Griseldita era loira, muito branca, e andava sempre com uns saltos
que a faziam parecer altíssima. Muitas vezes chegava fazendo um
escândalo de freios, chaves e barulho de saltos às quatro da manhã.
O que nenhuma mulher do bairro fazia, Griseldita fazia.
Um
dia fomos escolher um bolo para o meu aniversário de onze anos e
assim que entramos, minha mãe, que estava na frente, me mandou
voltar para casa. Pude ver alguma coisa. Dona Griselda estava
estirada no chão, o penhoar levantado, dava para ver sua calcinha, e
ela parecia morta. Gritei. Minha mãe, enfurecida, me mandou para
casa e depois de um tempo eu a vi cruzar a rua correndo até a casa
da dona Martha, da dona Diana e da dona Alicita. Depois acabou saindo
todo o quarteirão na calçada. Aos gritos, chamavam o seu Baque, o
vigia, para que viesse ajudar. Começamos a nos aproximar, apesar dos
gritos das nossas mães.
Parece
que alguém chamou Griseldita, porque ela apareceu logo depois, mais
brava que assustada, espantando as mulheres que rodeavam sua mãe.
Gritava feito louca. Que fossem embora velhas futriqueiras, que não
estava acontecendo nada velhas de merda, que se metam com sua vida
velhas putas, por acaso não têm casa velhas matracas. Dona Martha
ficou na calçada murmurando: “Mas essa é muito boa, ela chamando
a nós de putas. Que ainda por cima ajudamos sua mãe”.
Minha
mãe foi a primeira a voltar para casa porque não gostava de
confusão. Dizia “não gosto nada de bagunça”. Tinha sangue nas
mãos e nós nos assustamos e começamos a chorar. “Dona Griselda
caiu, não aconteceu nada, está bem, só tropeçou porque tinha
acabado de lavar o chão.” Depois a ouvi falando com as outras.
Dona Griselda estava cheirando a álcool, contava minha mãe, tinha
caído e machucado a cabeça. Estava toda vomitada, sussurrava minha
mãe, e suja. As outras respondiam que o lance da cabeça podia ser
coisa da filha, que lhe descia a porrada. Diziam “porrada”. Minha
mãe não acreditava. Mas não, como assim, uma filha fazer isso com
a mãe, isso é uma aberração, isso não, isso não. As outras
diziam sim, sim. Que as duas gostavam, e muito, é de um traguinho.

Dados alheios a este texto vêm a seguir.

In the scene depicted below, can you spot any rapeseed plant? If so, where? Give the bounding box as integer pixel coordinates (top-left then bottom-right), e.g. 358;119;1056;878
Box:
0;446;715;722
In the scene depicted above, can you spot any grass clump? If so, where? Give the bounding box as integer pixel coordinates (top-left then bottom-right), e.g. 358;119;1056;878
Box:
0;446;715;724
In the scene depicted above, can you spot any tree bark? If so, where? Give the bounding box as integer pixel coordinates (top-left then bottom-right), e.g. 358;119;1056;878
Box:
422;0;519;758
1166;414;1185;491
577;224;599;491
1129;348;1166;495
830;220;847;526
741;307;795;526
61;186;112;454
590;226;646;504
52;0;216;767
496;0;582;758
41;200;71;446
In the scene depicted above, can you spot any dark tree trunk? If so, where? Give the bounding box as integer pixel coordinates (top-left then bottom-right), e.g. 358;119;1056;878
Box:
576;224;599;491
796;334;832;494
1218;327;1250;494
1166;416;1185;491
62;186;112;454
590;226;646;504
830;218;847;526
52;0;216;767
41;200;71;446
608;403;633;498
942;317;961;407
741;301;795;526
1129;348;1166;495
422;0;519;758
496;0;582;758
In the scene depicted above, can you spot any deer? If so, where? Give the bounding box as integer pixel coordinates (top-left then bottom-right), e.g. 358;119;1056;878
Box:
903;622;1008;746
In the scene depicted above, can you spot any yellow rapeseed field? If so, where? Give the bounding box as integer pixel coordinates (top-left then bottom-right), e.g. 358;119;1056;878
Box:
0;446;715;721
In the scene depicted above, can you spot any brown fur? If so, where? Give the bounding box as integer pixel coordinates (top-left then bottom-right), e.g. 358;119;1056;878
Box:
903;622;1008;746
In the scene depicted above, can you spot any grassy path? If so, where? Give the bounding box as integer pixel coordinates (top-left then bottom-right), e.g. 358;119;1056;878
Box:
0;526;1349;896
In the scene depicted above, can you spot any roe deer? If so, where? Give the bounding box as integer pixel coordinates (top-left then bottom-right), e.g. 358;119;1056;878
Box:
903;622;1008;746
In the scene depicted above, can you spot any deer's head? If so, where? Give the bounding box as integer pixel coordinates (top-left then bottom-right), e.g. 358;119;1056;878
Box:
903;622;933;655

Diziam “gostam, e muito, é de um traguinho”. Que se a filha
chegava bêbada, batia na mãe. Que se a encontrava bêbada, batia
nela. Que se estivesse sóbria, também batia. E que isso acontecia
todos os dias.
Aquele
ano do meu décimo primeiro aniversário não teve o bolo. Minha mãe
não quis encomendá-lo a dona Griselda depois do ocorrido, então
comemos um triste bolinho coberto com chantili branco, confeitos
coloridos e a vela com o número 11. Mamãe me prometeu que no ano
seguinte eu ia ter o bolo mais espetacular do mundo, e eu comecei a
imaginar uma Barbie altíssima e loiríssima com coroa e um vestido
de princesa cor-de-rosa com fios prateados, todo feito com camadas de
bolo e doce de leite de recheio. Dona Griselda me faria o bolo-Barbie
mais precioso do mundo. Eu já o imaginava, tão perfeito, no centro
da mesa. Minhas amigas iam morrer. Plaf, plaf, plaf. Uma atrás da
outra, como baratas com Baigón.
Naquele
Natal fez um calor insuportável e metade do bairro estava na calçada
quando escutamos o disparo. Bum. Como um trovão. Os morcegos voaram
fazendo aquele guincho espantoso. Os cachorros começaram a latir.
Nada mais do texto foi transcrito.